What is Reconciliation?

He [Jesus] was supreme in the beginning and—leading the resurrection parade—he is supreme in the end. From beginning to end he’s there, towering far above everything, everyone. So spacious is he, so roomy, that everything of God finds its proper place in him without crowding. Not only that, but all the broken and dislocated pieces of the universe—people and things, animals and atoms—get properly fixed and fit together in vibrant harmonies, all because of his death, his blood that poured down from the cross.-Colossians 1:18-20, The Message

It has taken ten days, but I am finally writing about “reconciliation.” I started by writing about integration on March 16 and then followed up writing about wholeness on March 20. As I indicated, these concepts are important and how I think about life, and, they are in many ways connected, though I do think about them in slightly different terms.
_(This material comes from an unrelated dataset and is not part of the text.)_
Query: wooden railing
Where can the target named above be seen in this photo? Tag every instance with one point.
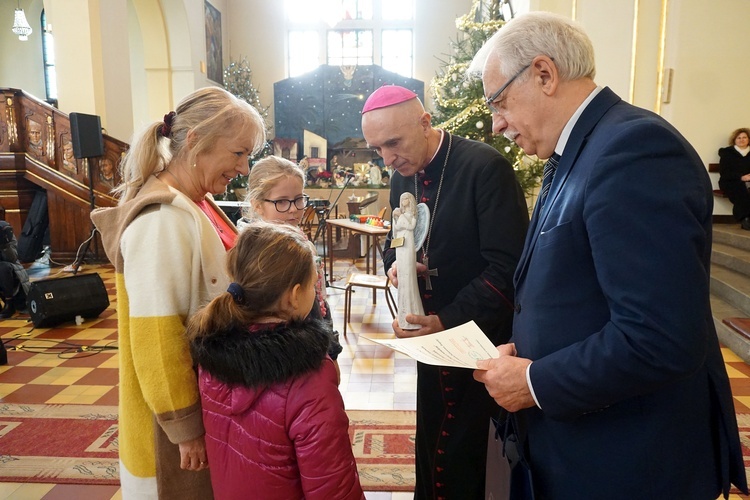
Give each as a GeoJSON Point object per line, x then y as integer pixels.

Reconciliation, in my thinking, is closely tied to integration and wholeness, but implies a broader understanding. In the first chapter of Paul’s letter to the Colossians, there is a magnificent description of the “preeminence of Christ” in verses 15 to 20. In the final verse, we discover that in Christ, all things are being reconciled. What are those things? As Eugene Peterson suggested, “people and things, animals and atoms.” Redemption goes beyond the forgiveness of individual sins or restored relationships with people. In reconciliation, God is making all things new.

Yet God does not exclude us from this process. According to 2 Corinthians 5:18 we, as Christ’s ambassadors in the world, have been given “the ministry of reconciliation.” We have been invited to become agents of integration, wholeness, and reconciliation by pointing people to the love of Christ and the hope of reconciliation, which is so much bigger than the forgiveness of sins.

It is no less than God making all things new.